Cuando llegó el momento decisivo, el cardenal Ehrle, octogenario e impedido, se hizo llevar hasta la congregación general y tomó la palabra con energía para abogar por la humilde religiosa francesa. Y el padre Ojetti, confinado en la cama, hizo leer allí una carta de su puño y letra donde decía: "Sólo puedo utilizar mi mano derecha y mi pluma, pero lo haré para sostener la causa de la Inmaculada Concepción".

Y a eso se añadió un factor: el padre Quentin, relator de la sección histórica de la Congregación de Ritos, angustiado porque se aproximaba la importante sesión del 17 de marzo de 1931 y quería llevar todos los argumentos posibles, decidió ahondar en la investigación canónica que había llevado a cabo en 1836 el arzobispo de París, Hyacinthe-Louis de Quélen, una exhaustiva fuente de investigación sobre Sor Catalina a la que dedicó 72 horas frenéticas, día y noche, para encontrar argumentos con los que dar el empujón definitivo a la causa.

Ese 17 de marzo, el Papa dio el visto bueno a la continuación del proceso.
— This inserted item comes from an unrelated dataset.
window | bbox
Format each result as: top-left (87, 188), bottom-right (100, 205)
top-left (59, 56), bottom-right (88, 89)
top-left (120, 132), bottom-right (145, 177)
Los tres hombres que habían puesto en ello todo su empeño habían triunfado. El 28 de mayo de 1933, Pío XI beatificó en Roma a la mujer que, desde el silencio de su convento, había puesto en marcha la revolución de santidad de la Medalla Milagrosa.

Cuerpo incorrupto
Sólo entonces se ordenó la exhumación del cuerpo de la nueva beata en presencia del cardenal Jean Verdier, arzobispo de París. Y, como es conocido, estaba incorrupto, con un aspecto tan fresco que parecía dormida. Sus ojos, más azules que nunca, que habían visto a Nuestra Señora, y sus manos, que la habían tocado, eran las partes mejor conservadas.

El 27 de julio de 1947 el Papa Pío XII proclamó santa a Catalina Labouré: "No buscó la fama del mundo, sino que se abandonó en manos de Dios y prefirió ser desconocida y considerada como una nada. Y buscando sólo la gloria de Dios y de su Madre, se entregó mansamente a las tareas ordinarias e incluso a las más desagradables que le correspondieron en el seno de su familia religiosa... siempre bien dispuesta para atender a los enfermos en su cuerpo y en su alma... e, impulsada por la urgencia del amor, corriendo tan a menudo como podía a rezar ante el sagrario o ante la sagrada imagen de su santa Madre para confiarle los deseos de su corazón y ofrecerle la fragancia de sus oraciones".

El Papa terminaba recordando qué fue lo último que hizo Santa Catalina Labouré: "Distribuir con mano débil y temblorosa sus últimas Medallas Milagrosas a quienes la rodeaban y apresurarse, feliz y sonriente, a entrar en el cielo".